The project, a rebuild/remodel of an existing facility, will create one of the world’s first net-zero fast-food restaurants. The 8,000-sq.-ft facility incorporates key strategies for sustainable design, such as solar panels, living walls, natural shading elements, solar lighting, innovative heat reduction techniques, and structural steel framing. Steel was chosen not only to create an efficient structural frame to support the weight of the solar panels and wind forces in Florida, but also to enhance the architectural features that the owner was looking for.

The design intent was to provide a facility in which all the heavy structural elements support the project’s net-zero goal without compromising aesthetics. As part of this goal, the steel-framed building was designed to blend in with the surrounding natural environment. The living walls were attached to the steel frame in a manner that would soften the appearance of the facility as well as add a more natural aesthetic to the architecture. In addition, the design allows the wood louvers and photovoltaic cells to be integrated into the glazing of the building.

The location of this project, on Disney’s property near Orlando, demanded a landmark type of structure that could hold its own with the countless eye-catching theme-park structures in the area. Structural steel was the perfect material for these conditions because of the endless possibilities in shapes and configurations that could be achieved by using structural hollow structural sections (HSS) and wide-flange members.

The project came with several early challenges, such as attaching the solar panels to the roof, lateral drift due to wind forces, and building the 35-ft cantilever for the roof. But the most significant challenge was building this impressive structure within an existing building that was partially demolished. The team used steel brackets welded to the wide-flange beams to support the solar panels and all electrical wiring. It also designed two braced frames with round HSS to control lateral drift and used moment connections with plates and bolts for the long-span cantilever beams.

Using steel framing facilitated longer spans without multiple support columns, allowing the interior and exterior to capture an open-air feel as well as allow for more light capture within the facility. This was important as it was a critical aspect of lowering power consumption by reducing the need for artificial lighting.

The structure was designed to efficiently transfer all lateral and gravity loading in a direct load path from the roof diaphragm supporting the solar panels to the braced and unbraced steel frames. The combination of lateral and gravity loads, transferred through the braces and columns to foundations, generated high-magnitude reactions at the ground supports, which consist of 36-diameter cast-in-place caissons.

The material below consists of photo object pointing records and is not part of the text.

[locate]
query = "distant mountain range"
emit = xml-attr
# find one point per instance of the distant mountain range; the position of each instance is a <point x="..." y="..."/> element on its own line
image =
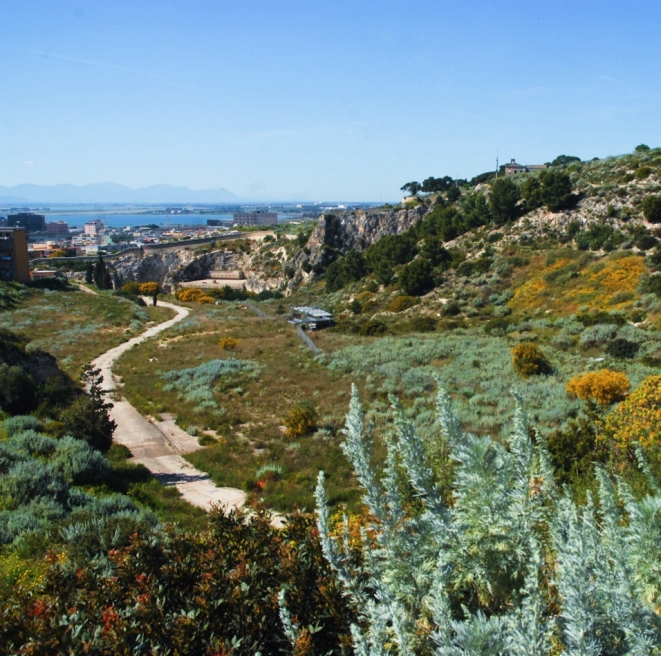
<point x="109" y="192"/>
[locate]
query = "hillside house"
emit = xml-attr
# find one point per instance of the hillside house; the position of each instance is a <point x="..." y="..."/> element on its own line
<point x="513" y="168"/>
<point x="311" y="318"/>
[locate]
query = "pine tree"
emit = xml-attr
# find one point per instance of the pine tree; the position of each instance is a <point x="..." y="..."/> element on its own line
<point x="99" y="272"/>
<point x="88" y="418"/>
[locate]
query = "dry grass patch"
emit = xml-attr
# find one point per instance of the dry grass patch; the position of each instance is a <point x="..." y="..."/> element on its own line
<point x="250" y="405"/>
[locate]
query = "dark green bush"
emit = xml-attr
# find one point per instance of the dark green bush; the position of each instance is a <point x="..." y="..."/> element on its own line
<point x="591" y="319"/>
<point x="373" y="328"/>
<point x="503" y="200"/>
<point x="652" y="209"/>
<point x="423" y="324"/>
<point x="651" y="284"/>
<point x="17" y="390"/>
<point x="622" y="348"/>
<point x="416" y="278"/>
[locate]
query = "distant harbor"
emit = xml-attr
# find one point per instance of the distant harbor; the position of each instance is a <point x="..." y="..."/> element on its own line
<point x="122" y="220"/>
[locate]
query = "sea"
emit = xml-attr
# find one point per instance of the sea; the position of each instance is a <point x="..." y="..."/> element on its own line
<point x="124" y="219"/>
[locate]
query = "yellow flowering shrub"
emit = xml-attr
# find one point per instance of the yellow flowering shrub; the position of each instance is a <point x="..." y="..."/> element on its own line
<point x="150" y="288"/>
<point x="636" y="419"/>
<point x="191" y="295"/>
<point x="605" y="387"/>
<point x="228" y="343"/>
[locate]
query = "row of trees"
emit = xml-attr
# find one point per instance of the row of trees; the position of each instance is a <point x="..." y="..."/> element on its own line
<point x="505" y="202"/>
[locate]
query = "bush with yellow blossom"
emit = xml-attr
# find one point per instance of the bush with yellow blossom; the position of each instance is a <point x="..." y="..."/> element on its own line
<point x="637" y="419"/>
<point x="605" y="387"/>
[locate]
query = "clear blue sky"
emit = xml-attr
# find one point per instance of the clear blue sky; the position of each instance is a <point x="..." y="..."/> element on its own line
<point x="316" y="99"/>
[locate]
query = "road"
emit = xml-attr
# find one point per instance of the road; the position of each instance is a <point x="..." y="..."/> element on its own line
<point x="159" y="445"/>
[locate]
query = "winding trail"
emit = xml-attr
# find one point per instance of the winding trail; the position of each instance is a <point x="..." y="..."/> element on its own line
<point x="159" y="445"/>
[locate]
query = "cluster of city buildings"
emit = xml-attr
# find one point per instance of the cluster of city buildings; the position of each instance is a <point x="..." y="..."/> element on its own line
<point x="26" y="236"/>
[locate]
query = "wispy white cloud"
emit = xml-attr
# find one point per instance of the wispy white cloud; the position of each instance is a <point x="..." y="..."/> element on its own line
<point x="117" y="67"/>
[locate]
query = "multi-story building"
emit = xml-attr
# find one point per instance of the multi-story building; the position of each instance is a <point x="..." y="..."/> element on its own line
<point x="94" y="228"/>
<point x="258" y="217"/>
<point x="57" y="228"/>
<point x="14" y="264"/>
<point x="28" y="220"/>
<point x="513" y="168"/>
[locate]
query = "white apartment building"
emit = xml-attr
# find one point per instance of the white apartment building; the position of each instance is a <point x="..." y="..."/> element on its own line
<point x="258" y="217"/>
<point x="94" y="228"/>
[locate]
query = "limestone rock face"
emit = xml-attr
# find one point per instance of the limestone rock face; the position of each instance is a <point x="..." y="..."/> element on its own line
<point x="173" y="267"/>
<point x="359" y="229"/>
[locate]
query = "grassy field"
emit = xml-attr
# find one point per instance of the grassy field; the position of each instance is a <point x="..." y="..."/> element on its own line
<point x="243" y="422"/>
<point x="75" y="326"/>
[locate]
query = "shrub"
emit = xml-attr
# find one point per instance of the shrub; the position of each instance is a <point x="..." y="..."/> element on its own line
<point x="17" y="390"/>
<point x="228" y="343"/>
<point x="131" y="287"/>
<point x="528" y="360"/>
<point x="605" y="387"/>
<point x="497" y="326"/>
<point x="556" y="192"/>
<point x="416" y="278"/>
<point x="503" y="200"/>
<point x="190" y="295"/>
<point x="597" y="335"/>
<point x="514" y="537"/>
<point x="301" y="420"/>
<point x="622" y="348"/>
<point x="150" y="288"/>
<point x="372" y="328"/>
<point x="194" y="384"/>
<point x="88" y="419"/>
<point x="451" y="309"/>
<point x="637" y="419"/>
<point x="401" y="303"/>
<point x="652" y="209"/>
<point x="423" y="324"/>
<point x="122" y="293"/>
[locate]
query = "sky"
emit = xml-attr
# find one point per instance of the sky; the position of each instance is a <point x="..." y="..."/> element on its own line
<point x="318" y="100"/>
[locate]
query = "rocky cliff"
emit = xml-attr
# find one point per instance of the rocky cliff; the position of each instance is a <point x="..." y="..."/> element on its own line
<point x="173" y="267"/>
<point x="280" y="265"/>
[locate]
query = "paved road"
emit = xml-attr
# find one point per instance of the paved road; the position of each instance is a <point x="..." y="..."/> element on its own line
<point x="159" y="445"/>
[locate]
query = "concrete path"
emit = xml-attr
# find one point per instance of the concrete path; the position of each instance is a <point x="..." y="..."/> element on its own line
<point x="159" y="445"/>
<point x="308" y="342"/>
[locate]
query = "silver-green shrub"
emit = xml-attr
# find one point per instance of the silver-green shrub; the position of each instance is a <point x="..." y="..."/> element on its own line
<point x="506" y="564"/>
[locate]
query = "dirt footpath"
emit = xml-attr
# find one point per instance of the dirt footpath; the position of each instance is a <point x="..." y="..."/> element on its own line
<point x="159" y="445"/>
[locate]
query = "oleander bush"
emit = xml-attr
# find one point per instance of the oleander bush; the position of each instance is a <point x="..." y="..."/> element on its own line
<point x="197" y="593"/>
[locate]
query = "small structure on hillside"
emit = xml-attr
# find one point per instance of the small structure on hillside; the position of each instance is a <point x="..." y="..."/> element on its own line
<point x="513" y="168"/>
<point x="311" y="318"/>
<point x="218" y="279"/>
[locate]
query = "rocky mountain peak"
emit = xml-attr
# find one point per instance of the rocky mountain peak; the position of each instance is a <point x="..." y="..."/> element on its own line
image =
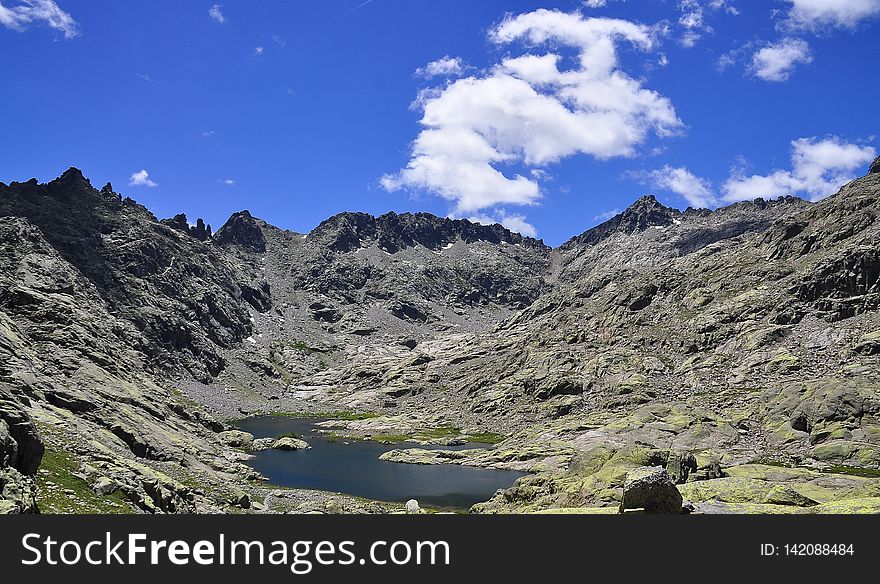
<point x="394" y="232"/>
<point x="200" y="230"/>
<point x="646" y="212"/>
<point x="244" y="230"/>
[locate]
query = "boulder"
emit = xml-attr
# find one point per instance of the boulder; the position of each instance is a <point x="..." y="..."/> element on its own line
<point x="236" y="438"/>
<point x="651" y="490"/>
<point x="680" y="466"/>
<point x="288" y="443"/>
<point x="262" y="444"/>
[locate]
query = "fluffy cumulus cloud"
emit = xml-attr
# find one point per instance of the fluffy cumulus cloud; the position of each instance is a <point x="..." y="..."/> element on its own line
<point x="445" y="67"/>
<point x="530" y="111"/>
<point x="141" y="179"/>
<point x="515" y="222"/>
<point x="777" y="61"/>
<point x="216" y="13"/>
<point x="818" y="14"/>
<point x="818" y="169"/>
<point x="20" y="16"/>
<point x="695" y="190"/>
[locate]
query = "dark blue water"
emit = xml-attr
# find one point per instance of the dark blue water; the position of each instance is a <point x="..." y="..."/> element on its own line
<point x="354" y="468"/>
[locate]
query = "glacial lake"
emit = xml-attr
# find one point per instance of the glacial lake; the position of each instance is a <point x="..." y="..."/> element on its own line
<point x="353" y="467"/>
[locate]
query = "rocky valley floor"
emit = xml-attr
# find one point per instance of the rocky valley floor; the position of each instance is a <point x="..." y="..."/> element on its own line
<point x="708" y="361"/>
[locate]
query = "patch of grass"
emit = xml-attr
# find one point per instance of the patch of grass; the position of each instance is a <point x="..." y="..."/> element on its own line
<point x="421" y="435"/>
<point x="390" y="438"/>
<point x="486" y="438"/>
<point x="339" y="415"/>
<point x="441" y="432"/>
<point x="60" y="490"/>
<point x="303" y="348"/>
<point x="772" y="462"/>
<point x="854" y="471"/>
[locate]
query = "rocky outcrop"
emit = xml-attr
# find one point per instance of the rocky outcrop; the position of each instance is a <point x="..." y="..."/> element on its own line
<point x="644" y="213"/>
<point x="21" y="450"/>
<point x="650" y="490"/>
<point x="290" y="443"/>
<point x="691" y="343"/>
<point x="199" y="231"/>
<point x="244" y="231"/>
<point x="187" y="300"/>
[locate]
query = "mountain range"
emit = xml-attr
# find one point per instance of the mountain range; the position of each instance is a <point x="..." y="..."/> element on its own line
<point x="737" y="348"/>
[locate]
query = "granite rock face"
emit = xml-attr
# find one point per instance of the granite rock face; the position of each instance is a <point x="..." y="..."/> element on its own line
<point x="736" y="350"/>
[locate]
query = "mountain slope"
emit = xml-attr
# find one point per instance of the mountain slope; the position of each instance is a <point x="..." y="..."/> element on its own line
<point x="716" y="341"/>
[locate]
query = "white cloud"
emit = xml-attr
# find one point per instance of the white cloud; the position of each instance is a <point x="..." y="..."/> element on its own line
<point x="216" y="12"/>
<point x="444" y="67"/>
<point x="526" y="111"/>
<point x="27" y="12"/>
<point x="141" y="179"/>
<point x="695" y="190"/>
<point x="514" y="222"/>
<point x="776" y="62"/>
<point x="819" y="14"/>
<point x="819" y="169"/>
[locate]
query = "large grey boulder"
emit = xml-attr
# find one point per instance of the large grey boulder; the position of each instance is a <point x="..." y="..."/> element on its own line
<point x="651" y="490"/>
<point x="288" y="443"/>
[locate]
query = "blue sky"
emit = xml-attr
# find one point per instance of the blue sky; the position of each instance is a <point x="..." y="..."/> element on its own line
<point x="546" y="116"/>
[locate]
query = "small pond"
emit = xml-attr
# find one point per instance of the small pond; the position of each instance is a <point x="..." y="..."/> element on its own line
<point x="353" y="467"/>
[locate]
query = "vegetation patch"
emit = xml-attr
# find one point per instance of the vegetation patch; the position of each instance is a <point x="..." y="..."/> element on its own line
<point x="486" y="438"/>
<point x="62" y="490"/>
<point x="339" y="415"/>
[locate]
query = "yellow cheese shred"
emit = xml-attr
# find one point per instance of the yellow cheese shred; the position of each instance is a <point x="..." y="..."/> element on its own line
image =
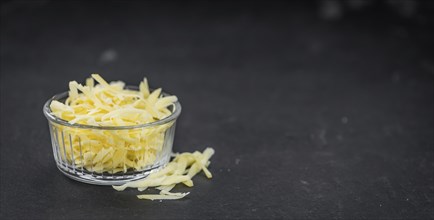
<point x="180" y="170"/>
<point x="110" y="104"/>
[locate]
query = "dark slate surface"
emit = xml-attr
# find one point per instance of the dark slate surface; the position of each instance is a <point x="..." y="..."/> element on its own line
<point x="310" y="118"/>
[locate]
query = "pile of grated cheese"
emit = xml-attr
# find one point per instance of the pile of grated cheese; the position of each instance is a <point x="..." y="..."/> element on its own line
<point x="180" y="170"/>
<point x="110" y="104"/>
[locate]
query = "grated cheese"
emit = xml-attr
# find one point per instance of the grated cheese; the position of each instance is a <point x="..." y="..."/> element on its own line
<point x="110" y="104"/>
<point x="180" y="170"/>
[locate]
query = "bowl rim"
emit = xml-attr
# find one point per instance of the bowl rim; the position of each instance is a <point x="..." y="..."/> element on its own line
<point x="47" y="112"/>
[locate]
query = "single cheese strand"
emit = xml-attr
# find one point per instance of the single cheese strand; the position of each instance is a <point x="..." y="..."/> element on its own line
<point x="174" y="173"/>
<point x="161" y="197"/>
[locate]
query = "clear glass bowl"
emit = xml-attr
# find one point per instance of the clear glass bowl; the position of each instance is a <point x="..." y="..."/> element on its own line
<point x="110" y="155"/>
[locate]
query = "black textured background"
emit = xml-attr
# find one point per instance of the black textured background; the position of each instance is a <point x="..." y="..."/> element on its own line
<point x="312" y="115"/>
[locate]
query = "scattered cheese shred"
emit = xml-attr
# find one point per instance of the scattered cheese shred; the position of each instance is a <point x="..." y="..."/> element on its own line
<point x="110" y="104"/>
<point x="180" y="170"/>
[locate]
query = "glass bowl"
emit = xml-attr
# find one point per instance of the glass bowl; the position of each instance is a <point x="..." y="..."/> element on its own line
<point x="110" y="155"/>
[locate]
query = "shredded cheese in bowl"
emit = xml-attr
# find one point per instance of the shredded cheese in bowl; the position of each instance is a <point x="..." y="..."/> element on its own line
<point x="107" y="133"/>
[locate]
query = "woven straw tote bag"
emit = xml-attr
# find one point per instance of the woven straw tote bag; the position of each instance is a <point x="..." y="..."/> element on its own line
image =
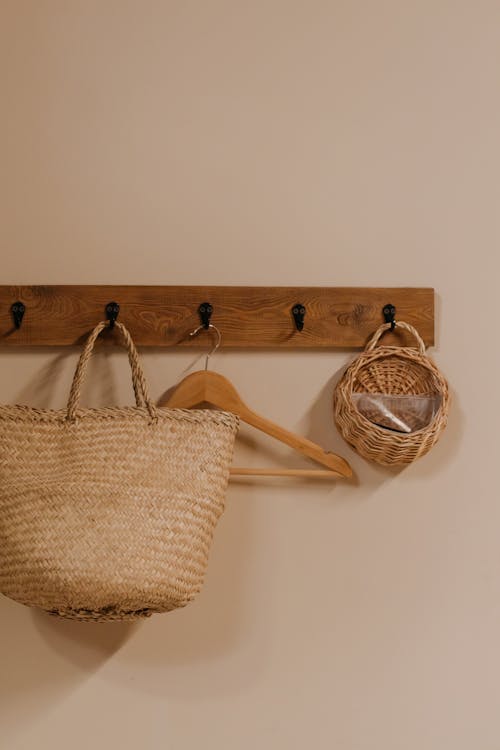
<point x="392" y="402"/>
<point x="109" y="513"/>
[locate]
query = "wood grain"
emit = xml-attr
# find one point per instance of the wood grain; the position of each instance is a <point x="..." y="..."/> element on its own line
<point x="248" y="317"/>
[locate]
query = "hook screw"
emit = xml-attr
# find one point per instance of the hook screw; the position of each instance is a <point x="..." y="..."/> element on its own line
<point x="205" y="311"/>
<point x="112" y="310"/>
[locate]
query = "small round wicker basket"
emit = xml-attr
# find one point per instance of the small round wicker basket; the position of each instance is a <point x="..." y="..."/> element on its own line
<point x="408" y="376"/>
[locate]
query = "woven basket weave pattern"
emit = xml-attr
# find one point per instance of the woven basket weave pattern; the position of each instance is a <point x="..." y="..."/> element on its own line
<point x="110" y="513"/>
<point x="390" y="370"/>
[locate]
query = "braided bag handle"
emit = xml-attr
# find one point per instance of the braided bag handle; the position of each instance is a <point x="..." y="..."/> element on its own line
<point x="386" y="326"/>
<point x="142" y="397"/>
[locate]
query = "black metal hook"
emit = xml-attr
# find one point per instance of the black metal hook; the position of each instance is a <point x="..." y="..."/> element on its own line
<point x="112" y="310"/>
<point x="298" y="312"/>
<point x="389" y="313"/>
<point x="205" y="311"/>
<point x="18" y="309"/>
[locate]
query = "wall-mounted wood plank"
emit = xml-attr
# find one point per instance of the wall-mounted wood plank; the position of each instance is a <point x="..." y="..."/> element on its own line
<point x="248" y="317"/>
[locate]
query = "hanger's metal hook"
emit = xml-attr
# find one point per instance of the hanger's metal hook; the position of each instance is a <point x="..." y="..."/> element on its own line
<point x="217" y="343"/>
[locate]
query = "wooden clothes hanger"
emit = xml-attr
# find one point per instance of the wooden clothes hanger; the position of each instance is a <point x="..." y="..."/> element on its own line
<point x="206" y="386"/>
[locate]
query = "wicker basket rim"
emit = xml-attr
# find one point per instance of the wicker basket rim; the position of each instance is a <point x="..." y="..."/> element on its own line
<point x="11" y="412"/>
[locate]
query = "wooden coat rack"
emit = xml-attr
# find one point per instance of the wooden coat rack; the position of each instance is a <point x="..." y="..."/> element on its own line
<point x="248" y="317"/>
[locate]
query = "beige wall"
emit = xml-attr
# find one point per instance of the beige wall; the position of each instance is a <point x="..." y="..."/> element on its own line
<point x="271" y="142"/>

The critical path of the construction schedule required materials to be delivered to the site as soon as initial foundations were ready for erection. All critical structural elements arrived on-site fabricated, painted, and ready for immediate installation. It was important for the steel infrastructure to appear minimal to emphasize the louvered wood cladding of the exterior walls as well as the outdoor canopy, which is covered with transparent photovoltaic solar panels.

The overall structural steel system supports 1,066 solar panels spanning more than 18,000 sq. ft of roof space, 800 sq. ft of solar glass panels covering the outdoor seating area, and 600 sq. ft of louver windows that push the heat out and keep the cool air in.

Using steel supported every major building element and aesthetic desire, resulting in a sustainable structure that will educate and be admired long into the future.